De nuevo aparecía esa palabra, que para mí no tenía un significado más allá de lo mundano. Era curioso que las personas a quienes conociera últimamente debido a las circunstancias más casuales coincidieran con dicho concepto. ¿Qué había en mí, pues, que indicara esta supuesta dualidad? ¿Qué marca más allá de lo terrenal podía percibirse en un sujeto corrompido y desesperado que detestaba la existencia y cuyo único anhelo verdadero era la muerte? Diariamente vivía en el mismo infierno, si es que aún vivía, pues estar vivo o muerto parecía ser exactamente lo mismo para mí. Detestaba a las personas, me fastidiaba escucharlas y mirarlas, o sentirme observado por sus asquerosas miradas. Su olor, su fisonomía, su voz, su estupidez y todo en conjunto me hacía aborrecerlos por completo. ¡Cuán infame era la humanidad! Y ¡cuán absurda y ridícula era la existencia de un mundo como este al que jamás hubiese querido venir! En verdad era patética la forma en que se vivía, siempre persiguiendo materialismo, dinero y placeres. Ciertamente, yo no era diferente, aunque solo consideraba éstos últimos como un escape, nunca como un fin, cosa que los humanos hacían con desesperación.
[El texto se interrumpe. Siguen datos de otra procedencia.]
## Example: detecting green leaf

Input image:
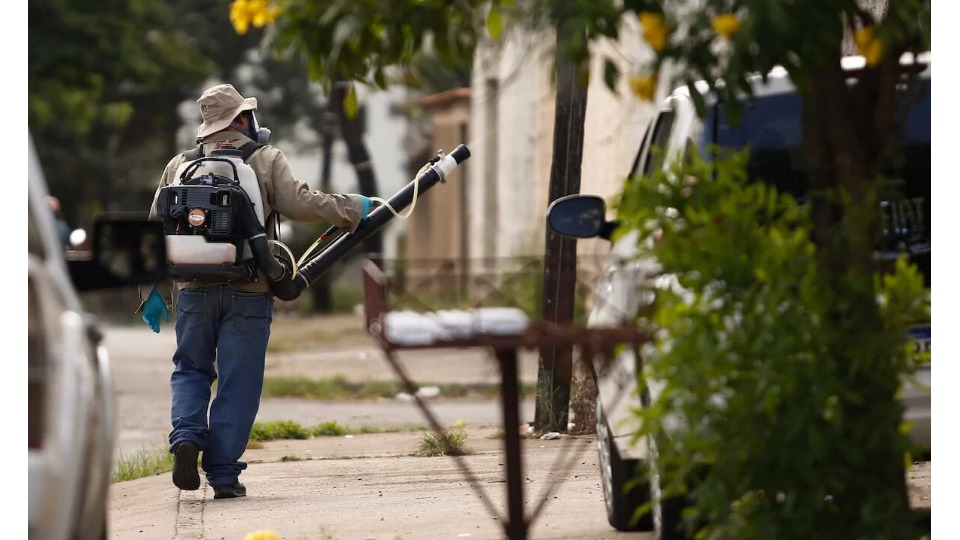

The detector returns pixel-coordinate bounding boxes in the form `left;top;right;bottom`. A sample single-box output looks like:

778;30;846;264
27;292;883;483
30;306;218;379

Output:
487;6;503;41
343;84;360;118
603;58;620;92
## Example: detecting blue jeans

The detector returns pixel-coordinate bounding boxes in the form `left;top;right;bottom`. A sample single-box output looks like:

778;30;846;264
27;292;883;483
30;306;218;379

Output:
169;285;273;485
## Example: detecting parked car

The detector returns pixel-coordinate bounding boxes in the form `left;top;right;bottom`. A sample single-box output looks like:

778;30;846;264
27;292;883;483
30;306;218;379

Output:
27;136;166;540
547;53;931;538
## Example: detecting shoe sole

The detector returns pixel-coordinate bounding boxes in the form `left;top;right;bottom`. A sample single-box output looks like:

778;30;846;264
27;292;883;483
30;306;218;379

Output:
213;493;247;499
173;443;200;491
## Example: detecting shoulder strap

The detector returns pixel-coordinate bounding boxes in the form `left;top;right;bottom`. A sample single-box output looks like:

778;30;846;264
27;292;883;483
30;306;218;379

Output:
183;143;203;161
183;141;263;163
240;141;263;163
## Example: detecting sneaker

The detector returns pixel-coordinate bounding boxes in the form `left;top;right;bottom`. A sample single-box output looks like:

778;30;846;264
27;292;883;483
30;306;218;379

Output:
173;441;200;491
212;482;247;499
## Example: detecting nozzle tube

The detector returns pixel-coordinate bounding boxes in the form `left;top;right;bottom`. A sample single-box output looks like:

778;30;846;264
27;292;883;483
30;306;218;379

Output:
274;144;470;300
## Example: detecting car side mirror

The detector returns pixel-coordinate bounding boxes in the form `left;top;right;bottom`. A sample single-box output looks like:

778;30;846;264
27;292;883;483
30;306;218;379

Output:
67;213;167;291
547;194;617;240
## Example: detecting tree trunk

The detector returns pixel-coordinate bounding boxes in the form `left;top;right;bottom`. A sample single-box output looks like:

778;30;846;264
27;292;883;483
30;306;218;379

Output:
803;61;910;538
330;82;383;257
535;30;587;431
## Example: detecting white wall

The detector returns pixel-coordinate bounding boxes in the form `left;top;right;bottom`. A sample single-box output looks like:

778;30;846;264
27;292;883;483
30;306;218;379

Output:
469;17;656;268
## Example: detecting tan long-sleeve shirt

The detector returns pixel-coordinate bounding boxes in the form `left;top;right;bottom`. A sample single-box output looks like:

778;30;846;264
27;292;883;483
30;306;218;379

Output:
140;129;361;304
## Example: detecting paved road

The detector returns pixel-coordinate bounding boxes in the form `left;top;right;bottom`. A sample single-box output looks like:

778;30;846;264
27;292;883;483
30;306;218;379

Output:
106;318;644;540
105;321;537;459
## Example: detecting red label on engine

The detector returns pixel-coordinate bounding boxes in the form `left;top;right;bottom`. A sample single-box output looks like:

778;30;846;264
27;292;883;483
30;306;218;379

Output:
187;208;207;227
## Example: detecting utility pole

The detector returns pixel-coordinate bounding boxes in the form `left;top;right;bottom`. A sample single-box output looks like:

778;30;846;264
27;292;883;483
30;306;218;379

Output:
534;24;587;431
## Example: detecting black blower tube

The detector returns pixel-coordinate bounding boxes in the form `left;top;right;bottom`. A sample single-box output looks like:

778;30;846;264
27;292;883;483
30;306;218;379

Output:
272;144;470;300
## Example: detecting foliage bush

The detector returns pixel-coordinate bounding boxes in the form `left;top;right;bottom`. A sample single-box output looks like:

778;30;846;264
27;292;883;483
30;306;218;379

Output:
617;150;929;540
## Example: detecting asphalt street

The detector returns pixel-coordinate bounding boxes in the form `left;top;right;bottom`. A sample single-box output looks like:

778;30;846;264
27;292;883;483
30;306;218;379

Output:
105;320;645;540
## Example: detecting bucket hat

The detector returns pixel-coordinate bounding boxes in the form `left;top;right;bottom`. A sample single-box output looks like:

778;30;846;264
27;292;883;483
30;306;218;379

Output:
197;84;257;139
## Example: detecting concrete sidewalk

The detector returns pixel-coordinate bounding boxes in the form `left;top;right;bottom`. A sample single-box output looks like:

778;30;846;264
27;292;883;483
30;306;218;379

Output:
109;428;646;540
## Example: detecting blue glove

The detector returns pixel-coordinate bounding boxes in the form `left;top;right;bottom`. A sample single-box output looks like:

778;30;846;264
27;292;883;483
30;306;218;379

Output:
357;195;373;221
140;289;170;333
¡Cómo odiaba salir a la calle y mirar a todas esas odiosas, infectas y adoctrinadas personas, tan imbéciles y miserables como para adjudicarse el derecho de ser la creación de un dios! O para imaginar que ocupaban un lugar privilegiado en el cosmos. ¿Podía concebirse algo más absurdo que este último postulado? La humanidad era miserable, imbécil, decadente y putrefacta desde cualquier perspectiva. Y, evidentemente, no podía ser obra de ningún dios, a menos que este mismo fuese el mayor tirano o el peor aguafiestas que se pudiese pensar. Pero eso era solamente una quimera, pues la verdad más probable es que la humanidad solo fuese un experimento fallido, una errata de la peor calaña, el excremento de la más infame y estúpida naturaleza.

–Parece que piensas muchas cosas –interrumpió Akriza, un tanto turbada.

–¡Ah, sí! A veces me pasa así, y entonces me abstraigo. Pero solo dura unos minutos, nada grave.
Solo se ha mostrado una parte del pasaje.